This post is adapted from an internal mail.  The customers were somewhat confused about the reason their callstacks looked so different in Sampling mode and Instrumentation mode.  Let's say your program consists of only 2 DLLs, foo.dll and bar.dll. 

Foo.dll has two functions, Foo1 and Foo2.
Bar.dll has two functions, Bar1, and Bar2.

Imagine this call stack: Foo1 calls Bar1 calls Bar2 calls Foo2.

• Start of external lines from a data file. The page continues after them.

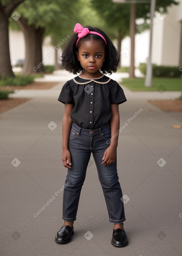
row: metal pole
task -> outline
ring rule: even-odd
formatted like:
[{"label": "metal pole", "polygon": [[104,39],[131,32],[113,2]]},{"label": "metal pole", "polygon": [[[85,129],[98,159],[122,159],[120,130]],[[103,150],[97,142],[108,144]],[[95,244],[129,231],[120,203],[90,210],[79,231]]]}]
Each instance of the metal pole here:
[{"label": "metal pole", "polygon": [[145,81],[145,86],[150,87],[152,84],[152,64],[151,63],[152,35],[153,30],[153,20],[154,16],[156,0],[151,0],[150,4],[150,29],[149,57],[146,67],[146,74]]}]

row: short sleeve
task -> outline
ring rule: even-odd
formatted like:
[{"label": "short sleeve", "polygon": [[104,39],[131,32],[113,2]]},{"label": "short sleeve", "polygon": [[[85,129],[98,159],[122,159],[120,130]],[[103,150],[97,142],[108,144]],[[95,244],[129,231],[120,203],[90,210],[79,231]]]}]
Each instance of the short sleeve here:
[{"label": "short sleeve", "polygon": [[70,87],[69,81],[66,82],[63,86],[58,100],[62,103],[69,103],[74,105],[73,94]]},{"label": "short sleeve", "polygon": [[127,101],[123,90],[119,85],[116,82],[114,83],[111,89],[110,100],[111,104],[121,104]]}]

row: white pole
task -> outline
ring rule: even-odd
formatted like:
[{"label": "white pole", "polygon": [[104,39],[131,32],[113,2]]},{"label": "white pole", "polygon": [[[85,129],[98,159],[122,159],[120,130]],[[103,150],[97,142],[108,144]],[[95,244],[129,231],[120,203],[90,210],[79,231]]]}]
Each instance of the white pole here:
[{"label": "white pole", "polygon": [[150,87],[152,84],[152,64],[151,63],[152,34],[153,29],[153,19],[154,16],[156,0],[151,0],[150,4],[150,35],[149,51],[148,61],[146,66],[146,74],[145,81],[145,86]]}]

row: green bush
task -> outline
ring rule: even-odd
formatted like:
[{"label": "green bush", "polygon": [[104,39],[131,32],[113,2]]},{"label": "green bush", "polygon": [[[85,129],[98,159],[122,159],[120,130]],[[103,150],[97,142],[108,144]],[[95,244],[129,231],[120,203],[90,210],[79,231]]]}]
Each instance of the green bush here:
[{"label": "green bush", "polygon": [[4,79],[0,80],[0,86],[7,85],[23,86],[27,84],[33,82],[34,79],[34,76],[30,75],[18,75],[15,77],[6,76]]},{"label": "green bush", "polygon": [[129,67],[119,67],[117,69],[117,71],[118,72],[128,73],[129,69]]},{"label": "green bush", "polygon": [[14,93],[13,91],[1,91],[0,90],[0,100],[7,99],[10,93]]},{"label": "green bush", "polygon": [[[140,63],[140,70],[143,74],[145,74],[146,65],[145,63]],[[153,76],[154,77],[180,77],[181,71],[179,67],[171,67],[167,66],[157,66],[152,65]]]},{"label": "green bush", "polygon": [[44,66],[44,69],[46,73],[52,73],[54,70],[54,66],[50,65]]}]

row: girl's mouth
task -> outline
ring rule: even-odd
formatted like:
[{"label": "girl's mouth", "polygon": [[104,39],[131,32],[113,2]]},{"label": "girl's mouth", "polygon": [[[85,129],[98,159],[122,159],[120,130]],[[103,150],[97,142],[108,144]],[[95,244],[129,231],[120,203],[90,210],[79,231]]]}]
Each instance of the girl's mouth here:
[{"label": "girl's mouth", "polygon": [[95,67],[95,66],[89,66],[88,67],[89,69],[94,69],[96,68],[96,67]]}]

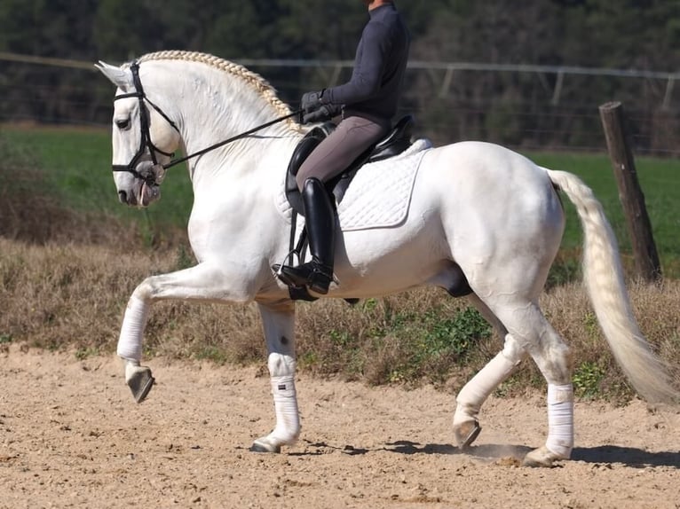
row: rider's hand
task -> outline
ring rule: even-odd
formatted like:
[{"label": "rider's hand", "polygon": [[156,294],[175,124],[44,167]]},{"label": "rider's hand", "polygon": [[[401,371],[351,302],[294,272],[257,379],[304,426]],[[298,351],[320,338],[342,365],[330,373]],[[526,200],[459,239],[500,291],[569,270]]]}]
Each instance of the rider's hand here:
[{"label": "rider's hand", "polygon": [[329,121],[333,117],[340,114],[342,110],[341,106],[336,105],[322,105],[312,112],[308,114],[303,114],[302,123],[308,124],[312,122],[322,122]]},{"label": "rider's hand", "polygon": [[323,106],[321,102],[321,97],[323,96],[323,90],[320,92],[306,92],[303,94],[302,100],[300,100],[300,109],[303,114],[311,114],[315,112]]}]

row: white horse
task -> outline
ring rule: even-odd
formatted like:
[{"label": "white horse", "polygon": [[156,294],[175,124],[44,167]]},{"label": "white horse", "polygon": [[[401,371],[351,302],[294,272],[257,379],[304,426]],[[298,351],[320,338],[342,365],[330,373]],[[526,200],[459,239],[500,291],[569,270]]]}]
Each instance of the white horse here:
[{"label": "white horse", "polygon": [[[113,163],[121,201],[146,207],[159,196],[162,165],[170,161],[171,153],[178,148],[201,153],[189,163],[194,201],[188,233],[198,264],[149,277],[134,290],[117,348],[126,381],[138,402],[153,385],[151,372],[140,360],[154,302],[255,301],[268,348],[276,424],[252,449],[279,452],[298,438],[300,419],[294,381],[295,303],[271,267],[289,252],[291,210],[283,198],[284,174],[305,129],[259,75],[210,55],[162,51],[120,67],[103,62],[97,67],[118,89]],[[270,123],[281,117],[286,120]],[[263,124],[266,127],[257,135],[237,137]],[[202,150],[233,137],[237,139]],[[571,356],[538,306],[564,231],[557,190],[574,203],[585,230],[585,280],[616,360],[648,401],[677,400],[663,363],[638,331],[602,207],[581,180],[479,142],[414,149],[398,160],[407,169],[397,173],[408,182],[399,199],[403,214],[387,214],[386,223],[359,221],[348,226],[364,214],[362,201],[372,204],[372,212],[380,210],[379,191],[395,184],[390,168],[397,160],[362,168],[348,190],[354,200],[341,202],[338,284],[331,286],[328,297],[384,295],[425,285],[455,294],[462,270],[472,290],[469,299],[505,344],[457,395],[453,424],[459,447],[477,437],[478,414],[486,397],[530,356],[548,382],[548,437],[525,463],[550,466],[570,457]],[[380,169],[385,167],[387,171]],[[362,188],[360,176],[374,173],[380,176],[380,185],[374,182]]]}]

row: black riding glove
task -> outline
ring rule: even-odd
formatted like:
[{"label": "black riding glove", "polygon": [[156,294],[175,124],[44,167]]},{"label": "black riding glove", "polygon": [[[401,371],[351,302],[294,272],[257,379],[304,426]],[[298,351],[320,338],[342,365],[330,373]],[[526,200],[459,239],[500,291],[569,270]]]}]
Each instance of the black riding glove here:
[{"label": "black riding glove", "polygon": [[302,123],[308,124],[329,121],[333,117],[339,115],[343,107],[339,105],[323,105],[318,110],[303,114]]},{"label": "black riding glove", "polygon": [[340,114],[342,106],[323,102],[323,92],[324,90],[303,94],[300,101],[302,123],[325,121]]}]

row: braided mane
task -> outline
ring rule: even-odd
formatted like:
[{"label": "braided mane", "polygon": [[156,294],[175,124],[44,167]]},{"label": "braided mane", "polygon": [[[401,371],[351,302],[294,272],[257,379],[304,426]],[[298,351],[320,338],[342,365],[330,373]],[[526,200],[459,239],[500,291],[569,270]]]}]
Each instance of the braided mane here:
[{"label": "braided mane", "polygon": [[[281,101],[276,95],[274,88],[269,84],[269,82],[259,75],[257,73],[254,73],[245,67],[240,64],[234,64],[229,60],[225,60],[219,57],[210,55],[208,53],[201,53],[199,51],[156,51],[154,53],[147,53],[140,57],[138,62],[146,62],[149,60],[184,60],[187,62],[201,62],[225,71],[230,74],[233,74],[241,80],[245,81],[249,85],[254,87],[260,95],[272,105],[276,112],[281,116],[290,114],[290,108],[286,103]],[[295,121],[292,118],[287,121],[289,127],[297,131],[302,131],[300,124]]]}]

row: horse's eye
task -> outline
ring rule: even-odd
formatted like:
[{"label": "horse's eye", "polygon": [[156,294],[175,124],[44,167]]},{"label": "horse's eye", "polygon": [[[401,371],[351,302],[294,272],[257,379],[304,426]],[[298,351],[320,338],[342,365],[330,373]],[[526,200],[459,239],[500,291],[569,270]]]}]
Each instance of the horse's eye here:
[{"label": "horse's eye", "polygon": [[115,121],[115,125],[119,129],[126,129],[130,127],[130,119]]}]

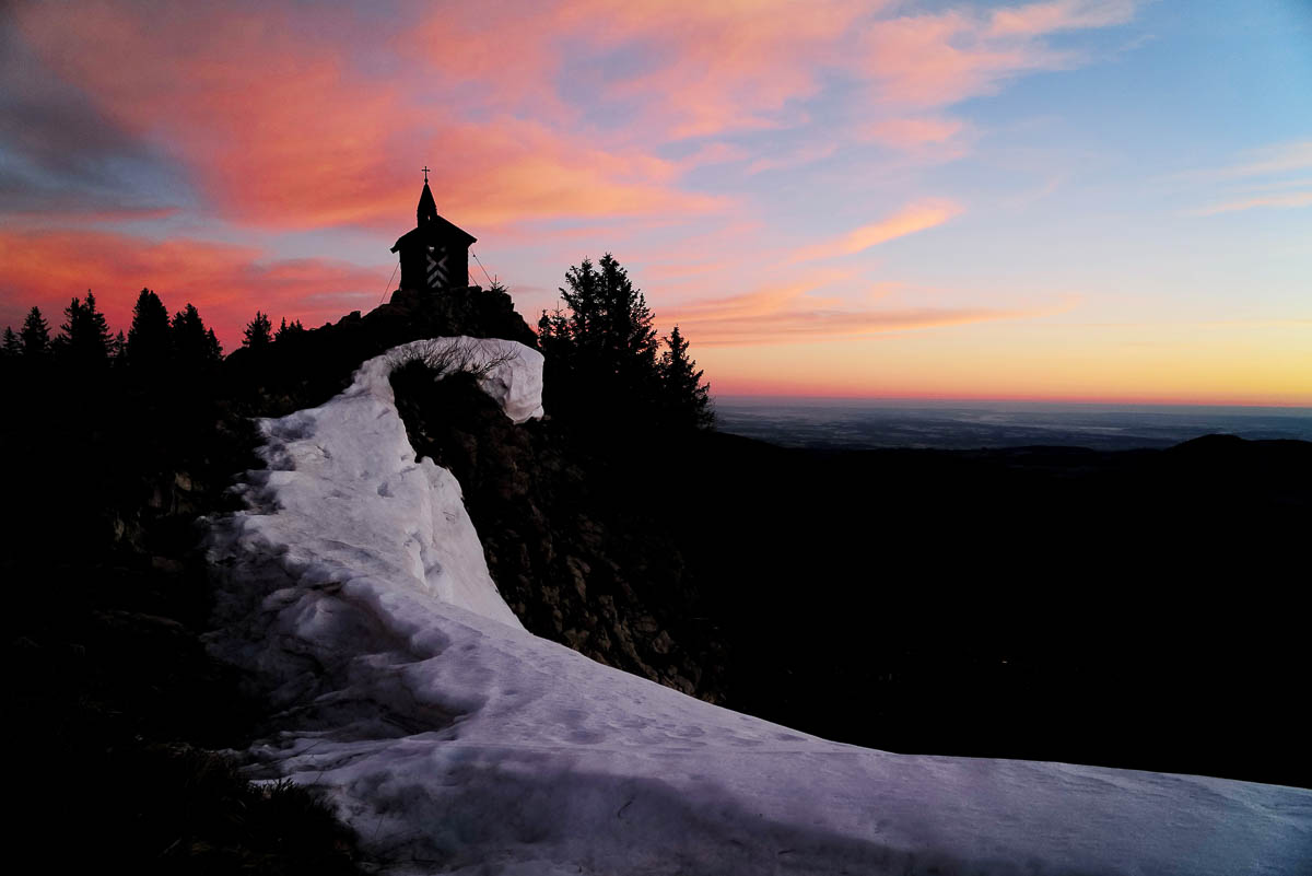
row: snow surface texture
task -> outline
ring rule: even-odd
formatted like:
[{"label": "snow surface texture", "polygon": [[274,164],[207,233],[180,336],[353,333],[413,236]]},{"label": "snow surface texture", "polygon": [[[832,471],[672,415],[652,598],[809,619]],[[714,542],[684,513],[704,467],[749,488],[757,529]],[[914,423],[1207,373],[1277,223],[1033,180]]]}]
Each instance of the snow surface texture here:
[{"label": "snow surface texture", "polygon": [[[535,351],[433,344],[541,414]],[[390,872],[1312,872],[1308,791],[838,745],[527,633],[459,485],[405,438],[387,372],[417,349],[262,421],[269,469],[210,540],[213,645],[285,709],[252,753],[325,788]]]}]

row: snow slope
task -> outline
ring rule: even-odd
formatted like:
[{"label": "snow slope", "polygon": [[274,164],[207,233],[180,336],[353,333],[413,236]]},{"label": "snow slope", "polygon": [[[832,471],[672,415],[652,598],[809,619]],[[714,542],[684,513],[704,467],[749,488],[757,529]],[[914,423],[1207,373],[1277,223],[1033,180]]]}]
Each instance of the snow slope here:
[{"label": "snow slope", "polygon": [[1312,873],[1308,791],[838,745],[527,633],[387,372],[455,346],[522,422],[542,357],[429,344],[261,421],[269,469],[210,535],[213,647],[285,709],[253,754],[325,788],[390,872]]}]

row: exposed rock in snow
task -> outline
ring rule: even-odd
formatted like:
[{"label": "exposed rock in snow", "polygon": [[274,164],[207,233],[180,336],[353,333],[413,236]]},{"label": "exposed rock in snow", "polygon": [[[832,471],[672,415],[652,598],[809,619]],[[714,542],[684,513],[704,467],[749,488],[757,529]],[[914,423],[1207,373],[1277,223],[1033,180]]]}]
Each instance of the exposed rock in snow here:
[{"label": "exposed rock in snow", "polygon": [[[492,363],[508,416],[541,413],[541,355],[445,345]],[[325,787],[396,872],[1308,872],[1312,792],[838,745],[525,632],[392,404],[388,368],[421,349],[264,421],[269,469],[210,542],[214,648],[285,709],[255,754]]]}]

In sampling you would see: ( as expected ):

Foo1
            Bar1
                        Bar2
                                    Foo2

Now let's say you look at the sampling stats and determine that your actual problem is in foo.dll since all the exclusive samples are in Foo2.
So you instrument foo.dll (and NOT bar.dll) to drill down on it.  The callstack would be:

The callstack would be:

Foo1
            Bar1
                        Foo2

This is a little counter-intuitive.  The reason is that we add probe points the entry point of each function AND any call site that is external to the dll

So in the body of Foo1 and foo2:

Void Foo1()
{
            FUNC_ENTER(foo1);

            // do some stuff

            EXTERNAL_CALL_ENTER(foo1,bar1);
            Bar1();
            EXTERNAL_CALL_EXIT(foo1,bar1);

            // do some more stuff

            FUNC_EXIT(foo1);         
}

Void Foo2()
{
            FUNC_ENTER(foo2);
            //stuff
            FUNC_EXIT(foo2);                     
}

The sequence of probes we see leads to the truncated call stack above, which lacks knowledge of Bar2.